L’effet boomerang de la victoire et la métamorphose de l’ennemi global
Lorsque le dernier véhicule blindé de l’Armée rouge revint sur le pont sur l’Amou-Daria en février 1989, l’euphorie diplomatique en Occident céda la place à un abandon dévastateur de la scène afghane. Les États-Unis ont coupé les fonds, fermé les bureaux de liaison et négligé les conséquences du vide institutionnel dans un territoire dévasté par une décennie de combats et peuplé de centaines de milliers de combattants armés jusqu’aux dents. Les milliers de volontaires étrangers, aguerris dans le combat frontal contre une superpuissance nucléaire, se sont retrouvés soudain sans ennemi sur qui tirer mais en possession d’une doctrine messianique, d’arsenaux incalculables et de manuels de combat de pointe fournis par leurs anciens employeurs.
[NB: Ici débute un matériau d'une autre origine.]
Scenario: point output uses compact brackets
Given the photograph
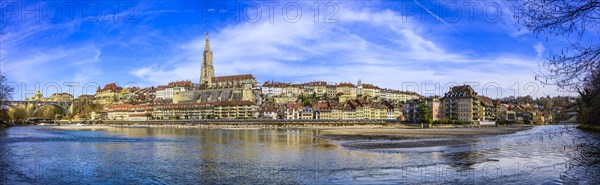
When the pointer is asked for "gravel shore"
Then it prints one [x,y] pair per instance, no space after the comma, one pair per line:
[414,138]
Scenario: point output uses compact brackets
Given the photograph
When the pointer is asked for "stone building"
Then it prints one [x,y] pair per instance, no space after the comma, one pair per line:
[234,88]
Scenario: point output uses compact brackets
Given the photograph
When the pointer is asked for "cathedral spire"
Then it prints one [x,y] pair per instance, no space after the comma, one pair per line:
[207,45]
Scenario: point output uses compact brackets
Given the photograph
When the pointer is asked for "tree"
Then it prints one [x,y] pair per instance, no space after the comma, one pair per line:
[577,66]
[423,113]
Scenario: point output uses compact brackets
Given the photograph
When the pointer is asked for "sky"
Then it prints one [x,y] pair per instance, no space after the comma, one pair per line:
[421,46]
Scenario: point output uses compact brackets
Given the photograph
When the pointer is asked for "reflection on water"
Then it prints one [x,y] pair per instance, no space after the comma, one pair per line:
[544,154]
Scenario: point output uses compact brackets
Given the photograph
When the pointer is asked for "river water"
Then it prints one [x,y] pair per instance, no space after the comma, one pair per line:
[38,155]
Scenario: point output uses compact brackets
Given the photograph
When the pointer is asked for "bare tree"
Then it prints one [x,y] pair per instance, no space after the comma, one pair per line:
[576,20]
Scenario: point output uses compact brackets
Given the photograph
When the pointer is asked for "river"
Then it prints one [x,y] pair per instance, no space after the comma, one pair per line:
[167,155]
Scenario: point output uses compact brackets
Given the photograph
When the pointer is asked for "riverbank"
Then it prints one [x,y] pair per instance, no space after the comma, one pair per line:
[591,128]
[413,138]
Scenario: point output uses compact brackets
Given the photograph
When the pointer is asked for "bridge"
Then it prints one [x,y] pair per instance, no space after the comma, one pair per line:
[65,106]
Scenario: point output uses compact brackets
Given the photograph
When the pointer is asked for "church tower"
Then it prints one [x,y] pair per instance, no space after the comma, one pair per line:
[207,71]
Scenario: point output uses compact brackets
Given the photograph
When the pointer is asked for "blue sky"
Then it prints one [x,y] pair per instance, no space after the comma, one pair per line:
[422,46]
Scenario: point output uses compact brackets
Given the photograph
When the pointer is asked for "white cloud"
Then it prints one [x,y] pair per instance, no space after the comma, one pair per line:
[342,51]
[539,50]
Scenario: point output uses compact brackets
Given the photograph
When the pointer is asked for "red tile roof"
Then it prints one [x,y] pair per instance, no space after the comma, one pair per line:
[233,77]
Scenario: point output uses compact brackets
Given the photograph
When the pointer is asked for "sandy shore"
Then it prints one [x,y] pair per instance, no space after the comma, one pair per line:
[413,138]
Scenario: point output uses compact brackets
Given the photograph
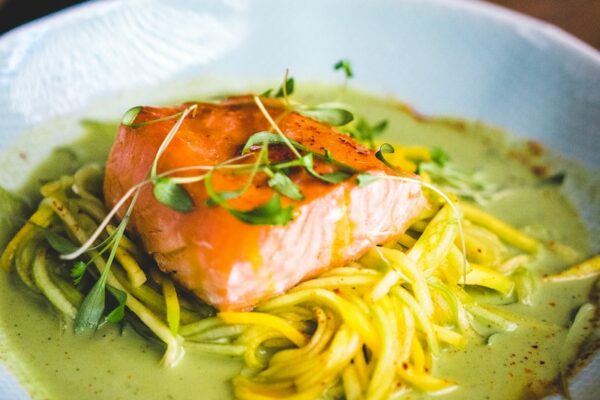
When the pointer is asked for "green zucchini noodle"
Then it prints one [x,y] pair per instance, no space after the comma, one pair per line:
[371,329]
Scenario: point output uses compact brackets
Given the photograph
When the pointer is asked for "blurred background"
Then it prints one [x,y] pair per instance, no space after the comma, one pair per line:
[579,17]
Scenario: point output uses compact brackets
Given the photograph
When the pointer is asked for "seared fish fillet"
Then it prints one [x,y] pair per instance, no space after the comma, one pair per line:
[234,265]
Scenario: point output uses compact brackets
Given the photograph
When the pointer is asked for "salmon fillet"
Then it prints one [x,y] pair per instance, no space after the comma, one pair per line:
[231,264]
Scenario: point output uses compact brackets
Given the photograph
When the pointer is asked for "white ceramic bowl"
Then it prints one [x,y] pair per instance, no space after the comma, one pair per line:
[462,58]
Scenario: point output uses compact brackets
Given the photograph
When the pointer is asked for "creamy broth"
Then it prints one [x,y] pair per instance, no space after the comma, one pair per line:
[116,363]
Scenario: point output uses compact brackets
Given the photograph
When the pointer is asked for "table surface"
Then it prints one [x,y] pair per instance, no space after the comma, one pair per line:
[579,17]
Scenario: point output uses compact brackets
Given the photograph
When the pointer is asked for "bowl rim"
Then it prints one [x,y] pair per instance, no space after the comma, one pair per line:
[483,8]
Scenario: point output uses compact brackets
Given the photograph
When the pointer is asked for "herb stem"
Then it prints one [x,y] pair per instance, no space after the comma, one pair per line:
[168,139]
[275,126]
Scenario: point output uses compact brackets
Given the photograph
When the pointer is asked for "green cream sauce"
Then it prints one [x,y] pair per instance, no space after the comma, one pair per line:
[118,364]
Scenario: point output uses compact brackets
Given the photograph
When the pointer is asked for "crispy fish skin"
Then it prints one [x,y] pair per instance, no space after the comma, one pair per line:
[234,265]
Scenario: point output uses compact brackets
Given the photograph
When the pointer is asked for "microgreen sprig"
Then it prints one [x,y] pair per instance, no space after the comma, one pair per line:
[345,66]
[92,308]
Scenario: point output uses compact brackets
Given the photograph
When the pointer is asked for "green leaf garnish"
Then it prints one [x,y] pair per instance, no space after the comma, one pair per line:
[58,242]
[118,313]
[555,179]
[385,148]
[130,116]
[284,185]
[77,271]
[92,307]
[333,116]
[365,179]
[269,213]
[345,66]
[439,156]
[172,195]
[289,88]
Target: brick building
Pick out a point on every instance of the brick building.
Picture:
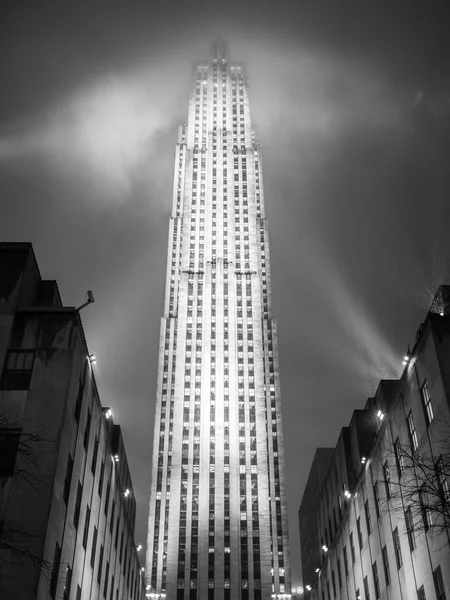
(67, 508)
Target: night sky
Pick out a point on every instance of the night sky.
(351, 103)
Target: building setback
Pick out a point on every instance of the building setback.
(218, 518)
(382, 525)
(67, 508)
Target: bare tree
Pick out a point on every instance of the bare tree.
(416, 479)
(21, 454)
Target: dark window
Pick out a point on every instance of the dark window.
(108, 492)
(101, 478)
(100, 565)
(427, 405)
(352, 548)
(94, 456)
(366, 588)
(397, 548)
(387, 572)
(105, 587)
(55, 570)
(9, 447)
(410, 528)
(398, 457)
(387, 479)
(18, 370)
(68, 478)
(94, 546)
(376, 499)
(76, 514)
(111, 523)
(376, 580)
(358, 527)
(439, 584)
(86, 527)
(87, 430)
(367, 513)
(67, 583)
(421, 594)
(345, 561)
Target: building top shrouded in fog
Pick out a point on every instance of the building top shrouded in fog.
(67, 508)
(218, 516)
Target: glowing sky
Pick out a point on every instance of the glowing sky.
(351, 103)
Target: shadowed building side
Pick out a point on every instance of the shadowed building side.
(67, 508)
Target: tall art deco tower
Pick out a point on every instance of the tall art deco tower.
(218, 518)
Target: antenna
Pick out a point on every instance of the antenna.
(90, 300)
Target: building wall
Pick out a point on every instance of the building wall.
(308, 512)
(67, 527)
(218, 517)
(369, 520)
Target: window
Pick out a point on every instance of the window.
(441, 473)
(366, 588)
(387, 572)
(101, 478)
(76, 514)
(55, 570)
(67, 583)
(425, 510)
(387, 479)
(421, 593)
(376, 580)
(376, 500)
(87, 431)
(86, 527)
(352, 548)
(358, 527)
(439, 584)
(427, 406)
(367, 512)
(345, 561)
(100, 565)
(9, 447)
(398, 458)
(94, 547)
(397, 548)
(410, 528)
(412, 432)
(18, 370)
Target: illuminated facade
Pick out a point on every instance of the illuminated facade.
(218, 517)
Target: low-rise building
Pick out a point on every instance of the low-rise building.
(383, 513)
(67, 507)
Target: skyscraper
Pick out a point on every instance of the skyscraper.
(218, 519)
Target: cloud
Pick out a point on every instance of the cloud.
(102, 133)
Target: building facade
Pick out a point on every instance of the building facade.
(308, 512)
(218, 518)
(383, 521)
(67, 508)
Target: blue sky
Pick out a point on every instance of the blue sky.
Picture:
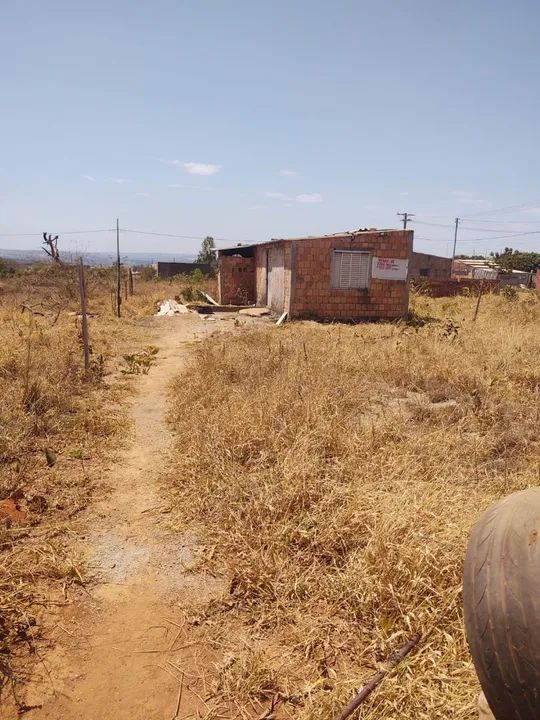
(249, 119)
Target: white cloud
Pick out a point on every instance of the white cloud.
(467, 197)
(200, 168)
(309, 198)
(276, 196)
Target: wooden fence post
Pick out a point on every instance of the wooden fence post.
(84, 319)
(478, 301)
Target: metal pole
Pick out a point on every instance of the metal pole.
(406, 217)
(118, 283)
(454, 250)
(84, 319)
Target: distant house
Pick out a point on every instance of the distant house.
(489, 270)
(347, 276)
(170, 269)
(423, 267)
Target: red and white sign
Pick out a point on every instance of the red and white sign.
(389, 268)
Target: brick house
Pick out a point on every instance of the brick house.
(347, 276)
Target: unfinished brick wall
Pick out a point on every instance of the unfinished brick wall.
(236, 280)
(314, 296)
(434, 265)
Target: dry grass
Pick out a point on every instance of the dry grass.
(48, 406)
(338, 470)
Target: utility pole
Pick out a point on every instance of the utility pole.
(454, 250)
(406, 217)
(84, 319)
(118, 283)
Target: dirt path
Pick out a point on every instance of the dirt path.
(110, 655)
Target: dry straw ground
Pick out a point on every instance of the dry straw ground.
(57, 431)
(337, 471)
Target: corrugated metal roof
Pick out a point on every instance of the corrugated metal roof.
(346, 233)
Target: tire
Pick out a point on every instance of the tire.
(501, 596)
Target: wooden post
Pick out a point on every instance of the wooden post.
(118, 279)
(84, 319)
(478, 301)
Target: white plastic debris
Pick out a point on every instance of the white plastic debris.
(171, 307)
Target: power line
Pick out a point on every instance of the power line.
(56, 232)
(508, 208)
(512, 222)
(473, 229)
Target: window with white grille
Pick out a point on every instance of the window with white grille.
(350, 269)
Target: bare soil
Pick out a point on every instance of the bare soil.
(119, 650)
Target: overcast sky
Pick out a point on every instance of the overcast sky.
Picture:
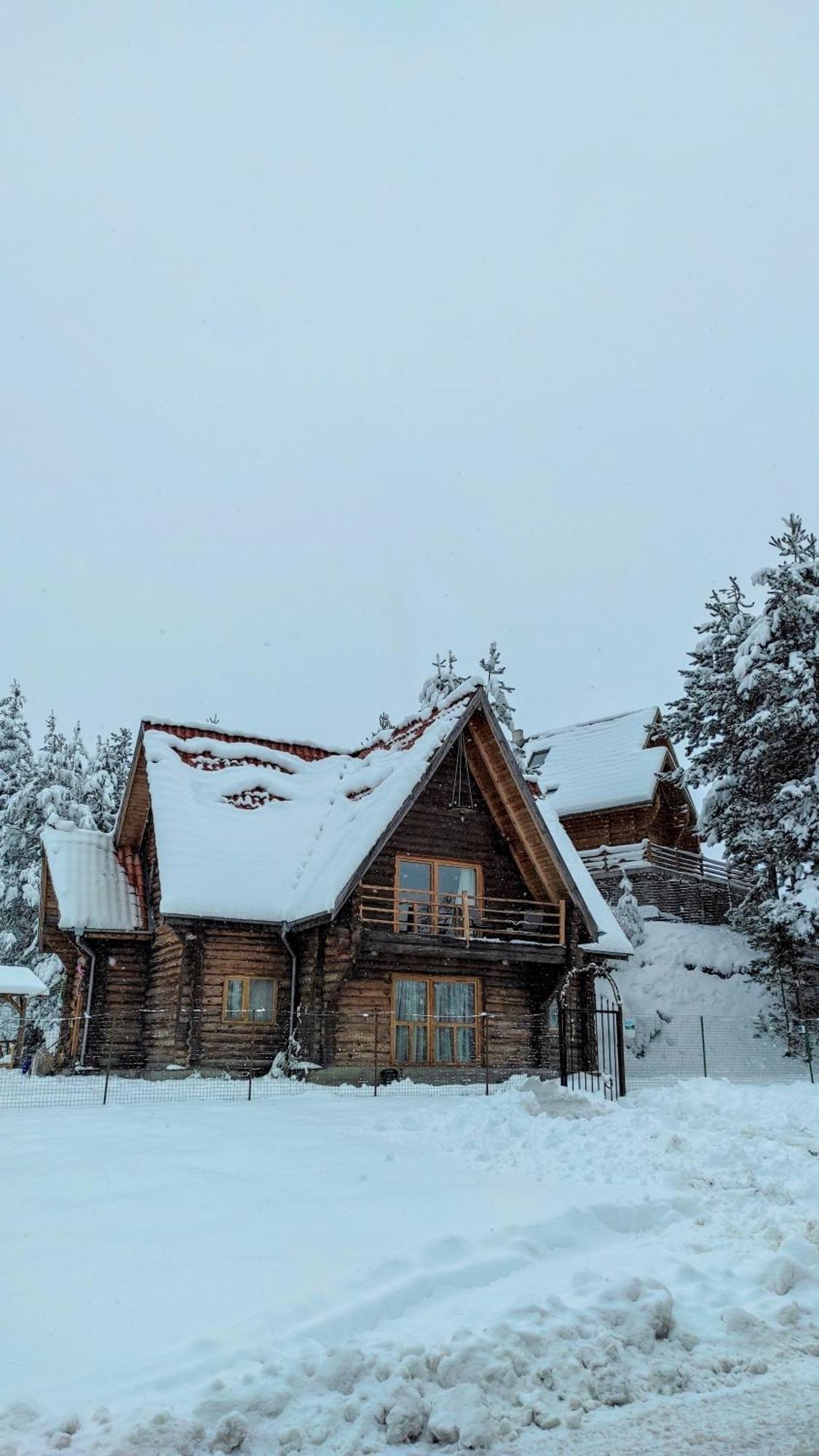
(337, 334)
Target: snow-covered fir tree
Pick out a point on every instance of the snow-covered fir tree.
(628, 915)
(53, 794)
(108, 772)
(17, 758)
(707, 719)
(751, 724)
(442, 682)
(497, 691)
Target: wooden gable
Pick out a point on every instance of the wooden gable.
(506, 823)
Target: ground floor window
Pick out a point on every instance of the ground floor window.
(435, 1020)
(248, 998)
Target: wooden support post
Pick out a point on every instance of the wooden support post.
(108, 1062)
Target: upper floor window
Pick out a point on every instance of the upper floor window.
(432, 895)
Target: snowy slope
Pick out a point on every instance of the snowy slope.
(673, 973)
(472, 1273)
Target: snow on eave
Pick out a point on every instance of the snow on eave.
(91, 887)
(238, 735)
(18, 981)
(305, 847)
(605, 764)
(477, 700)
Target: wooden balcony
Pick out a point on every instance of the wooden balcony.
(464, 919)
(682, 861)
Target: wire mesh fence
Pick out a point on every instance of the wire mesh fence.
(660, 1051)
(177, 1053)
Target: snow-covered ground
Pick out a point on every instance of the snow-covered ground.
(523, 1273)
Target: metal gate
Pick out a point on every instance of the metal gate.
(592, 1055)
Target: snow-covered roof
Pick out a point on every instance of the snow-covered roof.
(601, 765)
(254, 834)
(18, 981)
(611, 940)
(91, 886)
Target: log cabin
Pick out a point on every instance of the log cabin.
(254, 893)
(608, 783)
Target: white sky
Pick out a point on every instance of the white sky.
(337, 334)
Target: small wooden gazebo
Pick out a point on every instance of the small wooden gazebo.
(17, 985)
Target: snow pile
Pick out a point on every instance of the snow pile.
(691, 970)
(91, 886)
(490, 1270)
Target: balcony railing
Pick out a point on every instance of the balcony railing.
(462, 917)
(685, 863)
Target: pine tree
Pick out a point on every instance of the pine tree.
(707, 719)
(751, 724)
(443, 681)
(17, 768)
(628, 915)
(497, 691)
(777, 676)
(53, 794)
(107, 778)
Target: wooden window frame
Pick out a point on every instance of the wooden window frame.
(432, 1021)
(245, 1020)
(435, 861)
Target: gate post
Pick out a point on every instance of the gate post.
(561, 1045)
(620, 1053)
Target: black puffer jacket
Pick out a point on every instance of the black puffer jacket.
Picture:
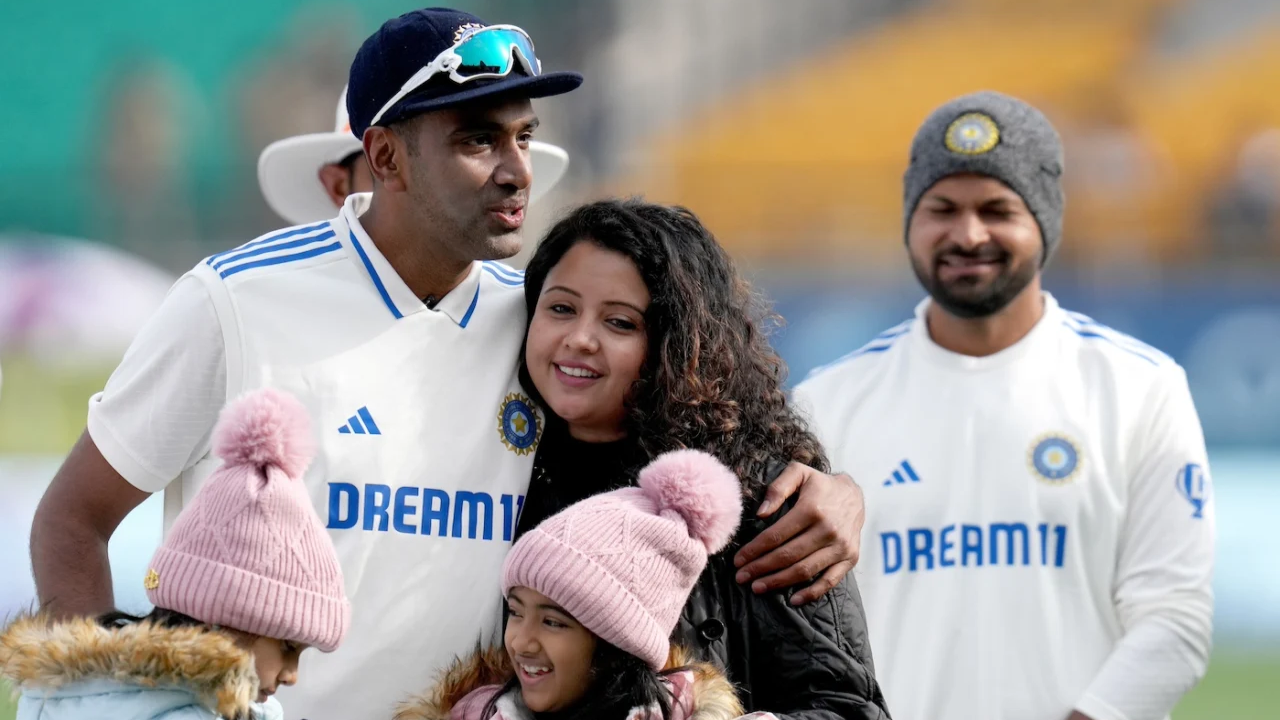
(800, 662)
(808, 662)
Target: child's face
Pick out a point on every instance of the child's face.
(277, 662)
(552, 652)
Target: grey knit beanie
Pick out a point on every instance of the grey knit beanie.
(999, 136)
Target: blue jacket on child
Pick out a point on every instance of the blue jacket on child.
(80, 670)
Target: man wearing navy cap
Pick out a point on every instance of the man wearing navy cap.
(400, 331)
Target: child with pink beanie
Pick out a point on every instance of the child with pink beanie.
(245, 582)
(593, 596)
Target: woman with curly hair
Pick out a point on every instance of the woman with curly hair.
(644, 340)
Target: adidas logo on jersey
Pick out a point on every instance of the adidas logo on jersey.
(361, 424)
(903, 474)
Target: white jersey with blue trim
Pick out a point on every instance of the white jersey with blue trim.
(1025, 513)
(425, 437)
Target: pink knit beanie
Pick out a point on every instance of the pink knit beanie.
(622, 563)
(248, 551)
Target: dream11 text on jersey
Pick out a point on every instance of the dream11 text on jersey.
(973, 546)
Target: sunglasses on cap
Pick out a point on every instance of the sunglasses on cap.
(481, 54)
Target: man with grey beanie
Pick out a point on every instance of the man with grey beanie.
(1040, 528)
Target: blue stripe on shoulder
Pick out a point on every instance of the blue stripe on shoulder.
(471, 309)
(273, 237)
(265, 249)
(506, 270)
(279, 259)
(880, 343)
(1088, 333)
(373, 274)
(502, 278)
(1082, 324)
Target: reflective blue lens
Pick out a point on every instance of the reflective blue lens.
(492, 51)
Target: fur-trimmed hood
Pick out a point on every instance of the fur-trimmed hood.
(466, 687)
(39, 654)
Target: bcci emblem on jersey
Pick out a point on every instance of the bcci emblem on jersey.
(1055, 459)
(519, 425)
(1193, 486)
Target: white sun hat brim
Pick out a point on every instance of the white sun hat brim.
(288, 172)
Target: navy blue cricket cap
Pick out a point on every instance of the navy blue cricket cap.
(407, 44)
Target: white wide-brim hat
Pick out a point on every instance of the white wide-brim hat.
(288, 171)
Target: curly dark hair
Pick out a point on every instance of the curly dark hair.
(711, 379)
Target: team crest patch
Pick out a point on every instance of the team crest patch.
(1193, 484)
(519, 424)
(973, 133)
(1055, 459)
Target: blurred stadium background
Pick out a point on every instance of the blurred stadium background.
(129, 133)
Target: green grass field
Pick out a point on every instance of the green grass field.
(1235, 688)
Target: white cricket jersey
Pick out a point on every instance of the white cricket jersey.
(1024, 513)
(425, 438)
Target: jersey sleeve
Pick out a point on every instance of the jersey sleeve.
(155, 417)
(1162, 589)
(803, 402)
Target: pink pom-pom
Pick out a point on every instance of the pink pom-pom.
(265, 427)
(699, 488)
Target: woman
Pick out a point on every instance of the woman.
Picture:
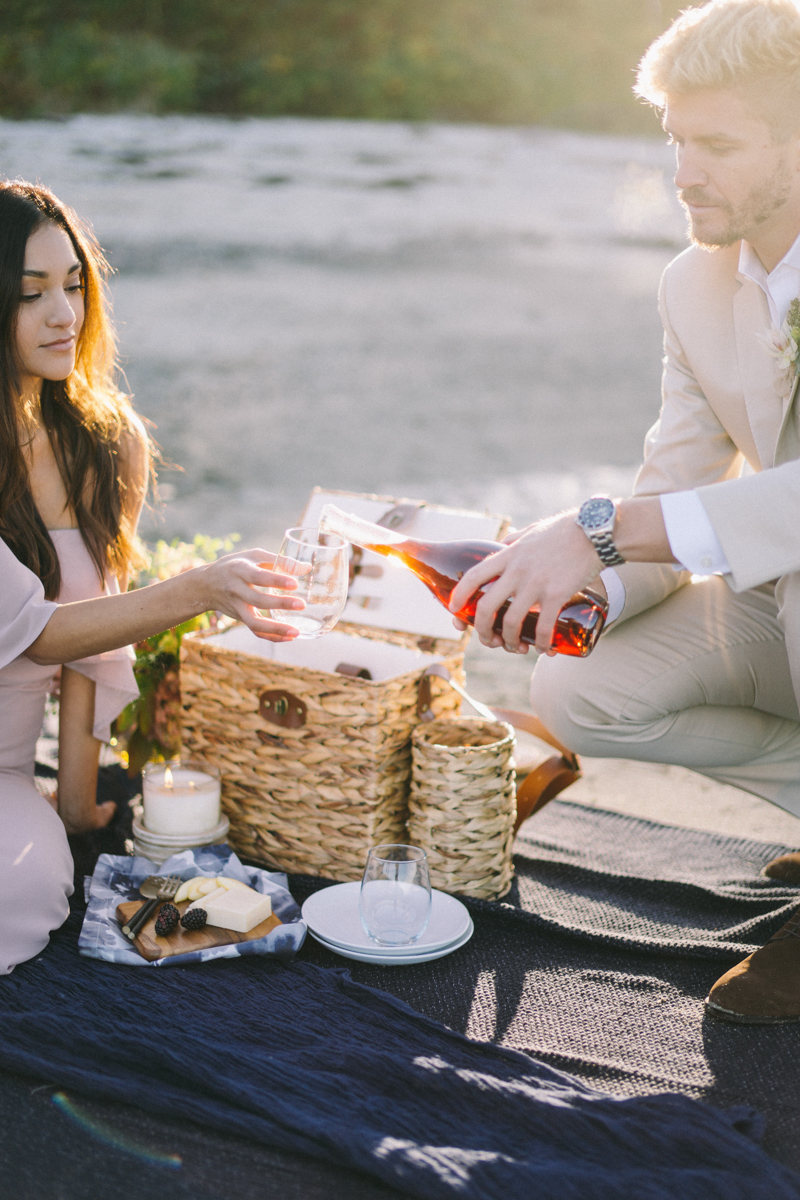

Ce contingent démobilisé a refusé de remettre les fusils et de retourner dans son pays d’origine. La base de données originale de volontaires gérée à Peshawar s’est formellement transformée en un réseau opérationnel clandestin connu sous le nom de base, le sens littéral arabe du terme Al-Qaïda. Ceux qui avaient été entraînés à dynamiter les convois ferroviaires soviétiques et à abattre les transports militaires avec la technologie de l’OTAN ont redirigé leurs armes vers les régimes du Moyen-Orient et, en premier lieu, vers la puissance qui occupait désormais militairement la péninsule arabique après le déclenchement de la guerre du Golfe en 1990.
La mutation de l’allié clandestin en bourreau mondial représentait l’épisode de l’effet boomerang ou retour de flamme le plus dévastateur des annales de l’espionnage moderne. Les cadres formés à la guérilla afghane ont dispersé leurs cellules sur quatre continents, profitant des mêmes routes clandestines de trafic d’armes et des mêmes comptes bancaires dans les paradis fiscaux que la CIA avait toléré pour contourner le contrôle soviétique. Les tactiques asymétriques mises au point dans l’Hindu Kush se sont immédiatement exportées vers les attaques contre les ambassades de Nairobi et de Dar es Salaam, l’attaque contre le destroyer naval dans le port d’Aden et la séquence d’assassinats et de sabotages qui ont culminé avec l’effondrement du World Trade Center en septembre 2001.
Le monstre terroriste qui a défiguré la sécurité internationale au XXIe siècle n’est pas né de rien ni n’est sorti de grottes isolées, mais a été façonné sur les champs de tir et dans les bureaux où l’Occident a décidé que tout prix en valait la peine pour vaincre le bloc communiste. Les armes, la logistique et la mystique de la victoire qui ont consolidé Al-Qaïda en tant qu’hydre transnationale étaient les conséquences directes d’une stratégie à court terme qui a fait de la guerre secrète l’incubateur du djihadisme contemporain.